Hi there. First, you've got to begin with the understanding that no one is maintaining a list of federal .gov websites holistically (or at one I can get hold of). So, before scanning, we source several public datasets to gather potential .gov hostnames. This was recently described in depth by 18F [https://18f.gsa.gov/2017/01/04/tracking-the-us-governments-p...]. In addition to Censys, GSA's DAP, and the End of Term Web Archive data, our team performs authorized scans of federal agency networks [https://www.whitehouse.gov/sites/default/files/omb/memoranda...] and so we mine that data too. This currently nets ~90k hostnames, only which about a third are responsive.
For both hostname gathering and HTTPS scanning, we use 18F's domain-scan [https://github.com/18F/domain-scan], which orchestrates the scan and provides parallelization. We use the pshtt scanner to ping each hostname at the root and www for both http and https-- this typically takes 36-48 hours to burn through. Once the scanning is finished, we throw the data from the CSV into mongodb, then generate the report via LaTeX. The trickiest part is probably report delivery, which is a mostly manual process for Very Government reasons.
Most of the bureaucratic challenge is overcome because we've already been doing scans against these executive branch agencies for the past several years, so we're a known quantity, though we do modify our user-agent to clearly point back to us. On the whole, agencies have been very supportive-- the data on Pulse bears that out. Agencies really do want to do the right thing for citizens.
I appreciate you taking the time for an insightful and detailed response. The link you provided, "Tracking the U.S. government's progress on moving to HTTPS[1]" gave a lot of the details I was looking for.
You might consider mentioning it in this blog post as it does offer interesting background information and technical details.
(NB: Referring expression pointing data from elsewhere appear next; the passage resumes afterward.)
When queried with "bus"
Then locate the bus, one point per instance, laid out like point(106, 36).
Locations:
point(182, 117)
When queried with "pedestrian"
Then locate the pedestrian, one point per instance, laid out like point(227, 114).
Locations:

As a specific example, the actual Python scripts used to generate the data[2] and the data itself[3], give a great deal of insight into the question I had.
No, the code for report generation hasn't been opened up yet, mostly because it won't work without dependancies that aren't yet public. I think that will change in the next few months; open-sourcing is definitely an intention. It will live at https://github.com/dhs-ncats when released.